Authors: Lan Li1 lanli@xsyu.edu.cn, Xiaoya Liu2 2015573234@qq.com, Xiaoyan Liu3 liuxiaoyan@xsyu.edu.cn, Yulong Mao2 1141628827@qq.com
Source: IAENG International Journal of Applied Mathematics. Jul2025, Vol. 55 Issue 7, p2033-2041. 9p.
Subjects: Absolute value, Smoothness of functions, Algorithms, Signals & signaling, Speed
Abstract: Phase retrieval refers to reconstruct signal phase information only from acquired intensity or amplitude information. As the problem is underdetermined, its solution space admits multiple solutions. Additionally, the non-smooth absolute value term of the loss function may negatively impact the numerical results of Amplitude Flow. To address this issue, we propose a sparse perturbed based smooth loss function and is termed the Sparse Perturbed Amplitude Flow (SPAF) algorithm. The approach effectively constrains the signal solution space, reduces the number of required measurements. And mitigates the instability caused by near-zero of absolute value term that can lead to abrupt gradient changes. First, the initial value of the SPAF algorithm is obtained by sparse orthogonal initialization, then the exact solution is obtained after a series of hard thresholding iterations. Finally, the global convergence of the SPAF algorithm is also demonstrated.

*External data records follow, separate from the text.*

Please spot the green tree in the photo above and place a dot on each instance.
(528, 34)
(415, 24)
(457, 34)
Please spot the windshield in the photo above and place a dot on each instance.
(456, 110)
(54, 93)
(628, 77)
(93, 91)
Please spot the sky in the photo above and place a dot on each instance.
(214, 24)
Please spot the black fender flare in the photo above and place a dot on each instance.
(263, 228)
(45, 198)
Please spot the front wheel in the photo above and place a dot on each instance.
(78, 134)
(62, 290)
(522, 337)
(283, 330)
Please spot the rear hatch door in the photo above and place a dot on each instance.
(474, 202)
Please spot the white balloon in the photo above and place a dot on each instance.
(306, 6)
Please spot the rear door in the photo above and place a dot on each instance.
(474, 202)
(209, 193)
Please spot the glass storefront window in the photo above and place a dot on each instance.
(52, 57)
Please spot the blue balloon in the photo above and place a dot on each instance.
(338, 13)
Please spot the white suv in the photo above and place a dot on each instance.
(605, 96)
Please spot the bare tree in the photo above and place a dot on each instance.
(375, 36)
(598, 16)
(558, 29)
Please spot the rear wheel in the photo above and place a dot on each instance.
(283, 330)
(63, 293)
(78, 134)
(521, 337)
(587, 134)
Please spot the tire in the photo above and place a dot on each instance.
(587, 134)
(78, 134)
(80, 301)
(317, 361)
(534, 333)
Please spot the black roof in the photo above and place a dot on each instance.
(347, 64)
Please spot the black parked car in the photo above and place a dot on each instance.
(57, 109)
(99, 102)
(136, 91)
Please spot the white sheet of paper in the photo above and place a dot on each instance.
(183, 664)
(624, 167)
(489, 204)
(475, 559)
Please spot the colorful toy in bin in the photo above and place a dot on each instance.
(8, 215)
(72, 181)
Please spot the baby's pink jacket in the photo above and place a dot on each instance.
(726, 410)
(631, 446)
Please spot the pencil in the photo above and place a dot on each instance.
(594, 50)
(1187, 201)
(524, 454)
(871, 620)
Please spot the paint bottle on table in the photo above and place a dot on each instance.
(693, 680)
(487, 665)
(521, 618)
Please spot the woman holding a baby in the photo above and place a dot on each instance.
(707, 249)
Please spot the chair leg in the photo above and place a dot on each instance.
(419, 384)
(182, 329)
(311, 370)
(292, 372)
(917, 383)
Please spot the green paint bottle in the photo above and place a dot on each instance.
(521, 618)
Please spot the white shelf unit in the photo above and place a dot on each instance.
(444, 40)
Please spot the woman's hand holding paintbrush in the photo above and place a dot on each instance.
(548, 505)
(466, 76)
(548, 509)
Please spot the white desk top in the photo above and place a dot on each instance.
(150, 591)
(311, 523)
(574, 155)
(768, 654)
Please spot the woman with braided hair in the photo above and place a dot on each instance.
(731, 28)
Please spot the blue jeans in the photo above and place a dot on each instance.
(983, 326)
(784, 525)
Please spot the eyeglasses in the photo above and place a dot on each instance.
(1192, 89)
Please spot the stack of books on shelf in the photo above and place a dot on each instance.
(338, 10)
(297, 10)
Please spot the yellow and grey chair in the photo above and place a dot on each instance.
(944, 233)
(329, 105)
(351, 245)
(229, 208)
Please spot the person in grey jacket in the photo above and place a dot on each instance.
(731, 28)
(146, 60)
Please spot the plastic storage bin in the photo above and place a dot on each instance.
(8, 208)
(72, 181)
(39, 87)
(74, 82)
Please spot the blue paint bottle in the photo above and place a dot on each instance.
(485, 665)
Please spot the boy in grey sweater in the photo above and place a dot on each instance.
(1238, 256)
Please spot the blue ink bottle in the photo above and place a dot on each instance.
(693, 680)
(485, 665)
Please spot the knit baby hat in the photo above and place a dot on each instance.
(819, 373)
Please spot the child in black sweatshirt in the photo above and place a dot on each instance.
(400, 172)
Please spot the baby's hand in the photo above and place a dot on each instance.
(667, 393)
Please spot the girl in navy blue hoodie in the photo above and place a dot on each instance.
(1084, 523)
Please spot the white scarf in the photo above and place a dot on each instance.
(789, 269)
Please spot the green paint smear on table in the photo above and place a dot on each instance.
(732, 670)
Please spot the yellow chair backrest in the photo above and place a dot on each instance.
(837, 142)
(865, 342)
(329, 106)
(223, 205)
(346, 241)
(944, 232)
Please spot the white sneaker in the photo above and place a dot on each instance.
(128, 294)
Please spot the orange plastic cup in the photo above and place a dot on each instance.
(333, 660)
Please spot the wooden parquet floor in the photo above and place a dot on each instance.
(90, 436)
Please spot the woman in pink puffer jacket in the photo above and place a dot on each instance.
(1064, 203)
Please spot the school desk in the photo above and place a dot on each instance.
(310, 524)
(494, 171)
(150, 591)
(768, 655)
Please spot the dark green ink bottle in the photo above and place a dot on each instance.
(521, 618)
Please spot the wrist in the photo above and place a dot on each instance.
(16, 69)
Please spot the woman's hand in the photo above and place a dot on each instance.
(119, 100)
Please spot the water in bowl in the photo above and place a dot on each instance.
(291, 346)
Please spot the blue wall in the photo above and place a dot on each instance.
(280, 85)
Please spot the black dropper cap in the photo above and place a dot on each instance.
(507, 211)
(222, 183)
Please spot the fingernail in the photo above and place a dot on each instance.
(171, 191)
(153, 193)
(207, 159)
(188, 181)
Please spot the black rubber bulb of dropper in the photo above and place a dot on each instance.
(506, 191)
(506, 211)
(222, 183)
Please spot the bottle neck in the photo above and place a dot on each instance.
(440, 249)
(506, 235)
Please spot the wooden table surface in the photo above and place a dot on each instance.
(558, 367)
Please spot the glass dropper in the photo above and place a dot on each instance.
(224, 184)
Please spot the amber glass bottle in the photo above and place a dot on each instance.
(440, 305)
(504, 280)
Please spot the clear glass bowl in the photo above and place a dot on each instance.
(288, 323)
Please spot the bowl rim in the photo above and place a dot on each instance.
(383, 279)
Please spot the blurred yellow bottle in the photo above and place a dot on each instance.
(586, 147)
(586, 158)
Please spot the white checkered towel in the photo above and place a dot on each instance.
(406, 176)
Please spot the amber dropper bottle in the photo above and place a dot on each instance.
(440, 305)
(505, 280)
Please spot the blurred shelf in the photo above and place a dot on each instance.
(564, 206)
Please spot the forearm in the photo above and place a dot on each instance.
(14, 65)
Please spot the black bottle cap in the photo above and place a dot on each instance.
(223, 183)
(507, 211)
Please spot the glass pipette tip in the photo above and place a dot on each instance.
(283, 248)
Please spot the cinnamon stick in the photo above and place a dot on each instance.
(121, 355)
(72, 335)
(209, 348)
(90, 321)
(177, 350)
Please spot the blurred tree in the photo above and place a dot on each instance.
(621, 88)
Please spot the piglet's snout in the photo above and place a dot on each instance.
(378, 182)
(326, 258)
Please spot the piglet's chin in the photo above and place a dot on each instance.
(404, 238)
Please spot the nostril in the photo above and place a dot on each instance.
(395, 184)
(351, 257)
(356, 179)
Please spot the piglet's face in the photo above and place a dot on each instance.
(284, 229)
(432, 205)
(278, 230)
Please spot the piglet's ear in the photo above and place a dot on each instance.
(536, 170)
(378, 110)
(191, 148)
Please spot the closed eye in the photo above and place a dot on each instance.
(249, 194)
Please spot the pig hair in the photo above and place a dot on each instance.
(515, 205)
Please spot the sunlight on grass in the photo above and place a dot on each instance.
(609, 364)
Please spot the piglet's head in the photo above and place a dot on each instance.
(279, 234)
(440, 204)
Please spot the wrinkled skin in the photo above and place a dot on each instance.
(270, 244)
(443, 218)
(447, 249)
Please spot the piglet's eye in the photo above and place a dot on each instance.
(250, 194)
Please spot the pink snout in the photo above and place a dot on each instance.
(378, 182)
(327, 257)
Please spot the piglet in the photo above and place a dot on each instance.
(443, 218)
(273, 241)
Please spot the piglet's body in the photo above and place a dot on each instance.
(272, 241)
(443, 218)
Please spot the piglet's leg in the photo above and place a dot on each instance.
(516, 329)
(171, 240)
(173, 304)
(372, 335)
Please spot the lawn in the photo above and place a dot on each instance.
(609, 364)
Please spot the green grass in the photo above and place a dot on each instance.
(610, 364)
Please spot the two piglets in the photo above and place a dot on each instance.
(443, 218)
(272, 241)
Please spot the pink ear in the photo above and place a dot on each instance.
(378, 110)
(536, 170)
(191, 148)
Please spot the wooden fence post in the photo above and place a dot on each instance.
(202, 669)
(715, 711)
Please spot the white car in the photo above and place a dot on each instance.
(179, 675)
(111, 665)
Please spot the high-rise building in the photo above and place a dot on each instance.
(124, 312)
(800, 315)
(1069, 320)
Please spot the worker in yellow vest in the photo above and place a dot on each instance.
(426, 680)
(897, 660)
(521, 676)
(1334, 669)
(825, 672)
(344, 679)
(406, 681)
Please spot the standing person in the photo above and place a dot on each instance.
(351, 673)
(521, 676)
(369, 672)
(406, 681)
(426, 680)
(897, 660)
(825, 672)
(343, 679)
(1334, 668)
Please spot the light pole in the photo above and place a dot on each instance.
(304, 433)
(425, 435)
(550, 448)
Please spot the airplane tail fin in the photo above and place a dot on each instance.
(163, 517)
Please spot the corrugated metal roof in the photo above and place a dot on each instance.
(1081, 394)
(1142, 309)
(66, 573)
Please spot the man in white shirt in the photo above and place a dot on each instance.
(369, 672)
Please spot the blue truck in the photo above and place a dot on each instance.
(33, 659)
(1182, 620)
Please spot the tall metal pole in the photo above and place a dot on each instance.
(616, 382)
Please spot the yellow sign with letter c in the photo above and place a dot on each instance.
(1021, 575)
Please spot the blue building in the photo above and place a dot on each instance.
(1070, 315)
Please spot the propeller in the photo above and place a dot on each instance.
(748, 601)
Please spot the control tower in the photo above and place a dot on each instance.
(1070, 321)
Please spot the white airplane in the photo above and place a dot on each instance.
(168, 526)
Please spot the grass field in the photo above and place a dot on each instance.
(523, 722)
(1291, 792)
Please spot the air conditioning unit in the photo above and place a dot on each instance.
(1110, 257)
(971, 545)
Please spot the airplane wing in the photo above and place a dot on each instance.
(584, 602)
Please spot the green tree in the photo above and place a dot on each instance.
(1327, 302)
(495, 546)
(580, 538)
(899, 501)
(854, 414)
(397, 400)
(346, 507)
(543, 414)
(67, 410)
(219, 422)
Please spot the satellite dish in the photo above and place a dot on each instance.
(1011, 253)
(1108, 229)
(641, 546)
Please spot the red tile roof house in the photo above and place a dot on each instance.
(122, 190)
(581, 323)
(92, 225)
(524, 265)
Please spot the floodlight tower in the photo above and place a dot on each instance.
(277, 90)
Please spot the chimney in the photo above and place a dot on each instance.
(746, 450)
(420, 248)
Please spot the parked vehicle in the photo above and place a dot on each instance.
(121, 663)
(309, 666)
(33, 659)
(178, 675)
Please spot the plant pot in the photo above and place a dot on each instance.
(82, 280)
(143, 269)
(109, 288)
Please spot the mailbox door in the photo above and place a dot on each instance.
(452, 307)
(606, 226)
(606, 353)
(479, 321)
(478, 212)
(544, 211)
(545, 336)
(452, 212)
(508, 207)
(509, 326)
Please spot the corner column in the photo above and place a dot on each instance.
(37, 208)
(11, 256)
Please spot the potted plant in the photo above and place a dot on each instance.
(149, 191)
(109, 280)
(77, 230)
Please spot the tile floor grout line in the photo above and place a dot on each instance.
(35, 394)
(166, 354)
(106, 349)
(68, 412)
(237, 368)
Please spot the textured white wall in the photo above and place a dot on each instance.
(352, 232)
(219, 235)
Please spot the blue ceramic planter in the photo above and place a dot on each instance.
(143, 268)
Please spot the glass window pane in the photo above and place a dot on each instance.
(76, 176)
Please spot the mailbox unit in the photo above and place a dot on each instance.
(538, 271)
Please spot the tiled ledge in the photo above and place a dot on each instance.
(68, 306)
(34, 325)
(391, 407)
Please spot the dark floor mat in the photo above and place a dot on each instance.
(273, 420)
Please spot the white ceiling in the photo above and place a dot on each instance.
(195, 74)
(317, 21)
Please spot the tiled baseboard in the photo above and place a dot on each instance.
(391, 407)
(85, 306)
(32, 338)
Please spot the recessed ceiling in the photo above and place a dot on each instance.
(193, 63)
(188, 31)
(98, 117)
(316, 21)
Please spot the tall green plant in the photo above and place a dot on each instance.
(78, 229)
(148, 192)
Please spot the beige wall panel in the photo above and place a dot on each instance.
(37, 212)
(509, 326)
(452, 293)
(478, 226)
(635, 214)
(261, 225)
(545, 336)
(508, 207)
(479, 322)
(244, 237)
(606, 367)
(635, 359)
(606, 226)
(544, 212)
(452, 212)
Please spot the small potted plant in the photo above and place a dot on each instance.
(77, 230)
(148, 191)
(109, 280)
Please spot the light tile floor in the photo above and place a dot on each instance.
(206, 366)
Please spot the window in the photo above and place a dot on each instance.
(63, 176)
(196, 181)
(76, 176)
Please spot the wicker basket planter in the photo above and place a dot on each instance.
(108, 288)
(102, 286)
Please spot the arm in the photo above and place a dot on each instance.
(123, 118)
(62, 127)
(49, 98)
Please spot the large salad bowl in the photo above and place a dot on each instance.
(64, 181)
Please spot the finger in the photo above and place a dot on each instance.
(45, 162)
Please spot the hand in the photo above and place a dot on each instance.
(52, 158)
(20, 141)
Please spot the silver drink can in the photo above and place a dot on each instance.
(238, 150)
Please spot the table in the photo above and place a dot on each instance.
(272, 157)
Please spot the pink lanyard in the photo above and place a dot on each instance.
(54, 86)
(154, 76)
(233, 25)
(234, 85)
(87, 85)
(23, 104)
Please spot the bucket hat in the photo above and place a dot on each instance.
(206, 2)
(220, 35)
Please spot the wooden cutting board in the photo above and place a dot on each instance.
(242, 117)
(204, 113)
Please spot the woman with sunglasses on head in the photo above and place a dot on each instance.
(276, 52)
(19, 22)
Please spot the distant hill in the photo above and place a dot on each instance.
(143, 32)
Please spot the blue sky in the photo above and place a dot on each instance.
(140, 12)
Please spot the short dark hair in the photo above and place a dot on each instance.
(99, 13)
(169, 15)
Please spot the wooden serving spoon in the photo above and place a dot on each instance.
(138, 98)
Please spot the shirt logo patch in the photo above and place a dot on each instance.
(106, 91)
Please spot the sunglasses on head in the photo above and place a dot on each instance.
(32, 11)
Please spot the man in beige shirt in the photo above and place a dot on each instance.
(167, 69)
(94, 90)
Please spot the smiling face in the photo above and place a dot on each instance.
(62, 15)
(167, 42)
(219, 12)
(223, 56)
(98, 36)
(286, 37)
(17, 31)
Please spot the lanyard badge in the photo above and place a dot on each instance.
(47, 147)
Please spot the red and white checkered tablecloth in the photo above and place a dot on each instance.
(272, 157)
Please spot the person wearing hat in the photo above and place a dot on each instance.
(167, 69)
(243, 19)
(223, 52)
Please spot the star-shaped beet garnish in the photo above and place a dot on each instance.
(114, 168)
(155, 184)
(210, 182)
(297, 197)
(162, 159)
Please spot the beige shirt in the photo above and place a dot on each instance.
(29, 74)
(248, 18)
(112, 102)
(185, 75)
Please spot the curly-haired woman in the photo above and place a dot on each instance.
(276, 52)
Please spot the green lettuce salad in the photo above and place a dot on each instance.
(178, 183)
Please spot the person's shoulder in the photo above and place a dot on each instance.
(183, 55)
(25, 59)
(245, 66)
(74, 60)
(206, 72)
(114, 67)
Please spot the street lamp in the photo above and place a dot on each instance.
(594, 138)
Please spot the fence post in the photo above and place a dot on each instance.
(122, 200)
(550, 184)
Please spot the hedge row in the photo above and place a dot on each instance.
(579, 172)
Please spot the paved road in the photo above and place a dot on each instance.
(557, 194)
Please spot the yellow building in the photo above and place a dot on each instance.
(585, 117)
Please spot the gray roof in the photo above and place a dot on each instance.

The SPAF algorithm does not require any truncation and reweighting process. Therefore, it is straightforward to achieve outstanding performance for both real and complex signals. Substantial tests confirm that the proposed algorithm significantly surpasses other state-of-the-art methods in recovery efficiency and convergence speed. [ABSTRACT FROM AUTHOR]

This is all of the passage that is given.